Radiological Appearance

  • Ultrasound: Useful for evaluating muscle tears, hematomas, and fluid collections.
  • CT Scan: Provides detailed anatomy and can identify rectus sheath hematomas or masses.
  • MRI: Superior for soft tissue resolution, detecting partial or complete muscle tears, edema, and surrounding tissue involvement.

Electromyography (EMG) Studies

  • Assesses muscle activity and innervation patterns.
  • Useful in cases of suspected nerve injury or chronic abdominal wall dysfunction.
  • Can guide rehabilitation strategies by identifying functional deficits in muscle recruitment.

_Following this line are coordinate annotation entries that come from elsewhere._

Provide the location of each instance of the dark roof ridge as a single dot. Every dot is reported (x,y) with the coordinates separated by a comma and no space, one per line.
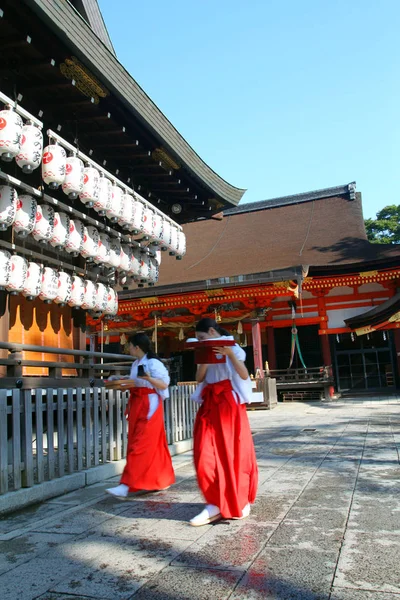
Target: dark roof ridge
(339,190)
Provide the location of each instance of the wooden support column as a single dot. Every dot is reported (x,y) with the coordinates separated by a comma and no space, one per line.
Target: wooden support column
(396,335)
(257,347)
(271,353)
(324,338)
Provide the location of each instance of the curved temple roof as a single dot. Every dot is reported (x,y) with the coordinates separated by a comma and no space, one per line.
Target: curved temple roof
(75,32)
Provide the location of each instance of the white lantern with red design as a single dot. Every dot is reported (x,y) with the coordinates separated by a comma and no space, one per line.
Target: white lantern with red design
(10,134)
(101,298)
(103,202)
(54,161)
(30,154)
(90,243)
(114,210)
(181,244)
(147,227)
(173,246)
(33,281)
(44,223)
(18,271)
(157,228)
(90,190)
(112,302)
(49,287)
(137,223)
(60,236)
(144,267)
(136,259)
(75,239)
(103,250)
(77,292)
(166,235)
(73,182)
(25,216)
(114,259)
(64,288)
(89,295)
(5,268)
(153,270)
(126,216)
(8,206)
(126,257)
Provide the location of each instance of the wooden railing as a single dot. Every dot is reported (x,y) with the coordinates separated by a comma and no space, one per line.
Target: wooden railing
(53,426)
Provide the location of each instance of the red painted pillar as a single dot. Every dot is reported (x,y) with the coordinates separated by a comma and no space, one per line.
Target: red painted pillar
(396,335)
(257,347)
(271,348)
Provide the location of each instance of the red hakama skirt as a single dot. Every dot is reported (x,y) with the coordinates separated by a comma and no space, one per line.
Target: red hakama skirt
(223,449)
(148,461)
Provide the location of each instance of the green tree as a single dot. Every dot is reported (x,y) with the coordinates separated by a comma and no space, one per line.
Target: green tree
(385,229)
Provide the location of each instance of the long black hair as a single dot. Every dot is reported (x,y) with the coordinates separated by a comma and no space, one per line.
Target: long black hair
(143,341)
(204,325)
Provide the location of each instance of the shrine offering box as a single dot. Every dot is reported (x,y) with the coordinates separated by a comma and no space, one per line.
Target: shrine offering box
(203,351)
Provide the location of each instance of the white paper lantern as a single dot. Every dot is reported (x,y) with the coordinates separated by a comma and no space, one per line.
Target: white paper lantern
(102,204)
(137,224)
(64,288)
(33,281)
(112,302)
(114,259)
(25,216)
(126,254)
(147,227)
(126,216)
(77,292)
(5,268)
(90,242)
(60,235)
(153,270)
(8,206)
(181,244)
(49,287)
(101,298)
(90,190)
(114,210)
(44,223)
(136,259)
(54,161)
(73,182)
(30,154)
(157,228)
(18,271)
(166,235)
(89,295)
(173,246)
(144,274)
(10,134)
(103,249)
(75,238)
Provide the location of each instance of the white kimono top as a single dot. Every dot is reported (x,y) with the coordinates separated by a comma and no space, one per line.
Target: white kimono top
(154,368)
(220,371)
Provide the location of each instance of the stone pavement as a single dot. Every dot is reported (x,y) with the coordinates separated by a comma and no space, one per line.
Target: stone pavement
(326,523)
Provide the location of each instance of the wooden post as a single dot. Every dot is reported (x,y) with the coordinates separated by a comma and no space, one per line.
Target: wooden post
(271,353)
(257,347)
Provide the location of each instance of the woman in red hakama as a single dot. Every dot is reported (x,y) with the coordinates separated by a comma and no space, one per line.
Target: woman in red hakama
(223,449)
(148,461)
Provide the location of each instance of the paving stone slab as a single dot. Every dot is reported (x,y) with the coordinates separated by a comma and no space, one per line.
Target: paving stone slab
(175,583)
(345,594)
(120,569)
(228,545)
(369,561)
(288,574)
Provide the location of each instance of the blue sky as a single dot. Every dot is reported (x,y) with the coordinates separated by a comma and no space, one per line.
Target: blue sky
(277,96)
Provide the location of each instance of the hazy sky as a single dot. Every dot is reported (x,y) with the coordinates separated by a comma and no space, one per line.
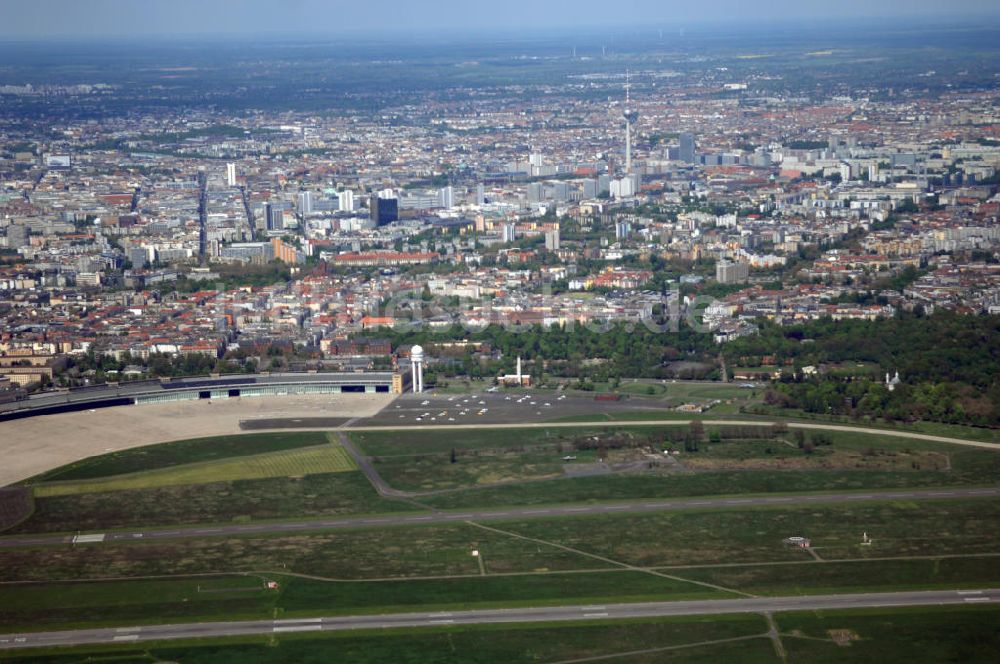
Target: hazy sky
(32,19)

Comparative and Evolutionary Anatomy

Rectus Abdominis in Other Mammals

  • Most mammals possess paired rectus abdominis muscles with similar attachments from the pelvis to the thoracic cage.
  • Number of tendinous intersections varies between species, often fewer than in humans.
  • In quadrupeds, the muscle contributes primarily to stabilization of the trunk during locomotion rather than upright posture.

Evolutionary Adaptations

  • Humans exhibit more prominent tendinous intersections, which facilitate powerful trunk flexion while maintaining core stability.
  • Vertical fiber orientation and segmentation support upright bipedal posture and enhanced abdominal control.
  • Evolutionary changes in the rectus abdominis reflect adaptations for tool use, lifting, and complex locomotor tasks.

References

  1. Standring S. Gray’s Anatomy: The Anatomical Basis of Clinical Practice. 42nd ed. London: Elsevier; 2020.
  2. Drake RL, Vogl AW, Mitchell AWM. Gray’s Atlas of Anatomy. 2nd ed. Philadelphia: Elsevier; 2019.
  3. Moore KL, Dalley AF, Agur AMR. Clinically Oriented Anatomy. 9th ed. Philadelphia: Wolters Kluwer; 2020.
  4. Netter FH. Atlas of Human Anatomy. 8th ed. Philadelphia: Elsevier; 2019.
  5. Snell RS. Clinical Anatomy by Regions. 11th ed. Philadelphia: Wolters Kluwer; 2019.
  6. Standring S, Healy JC, Johnson D. Gray’s Surgical Anatomy. London: Elsevier; 2017.
  7. Standring S. Muscles of the Abdomen: Functional Anatomy and Clinical Correlates. J Anat. 2018;232(4):497-511.
  8. Moore KL, Agur AMR, Dalley AF. Essential Clinical Anatomy. 6th ed. Philadelphia: Wolters Kluwer; 2019.
  9. Bhargava P, Khandelwal N. Rectus Abdominis Muscle Variations and Clinical Implications. Clin Anat. 2021;34(3):456-466.
  10. Netter FH, Colacino S. Abdominal Wall and Core Musculature. In: Atlas of Human Anatomy, Professional Edition. Philadelphia: Elsevier; 2019.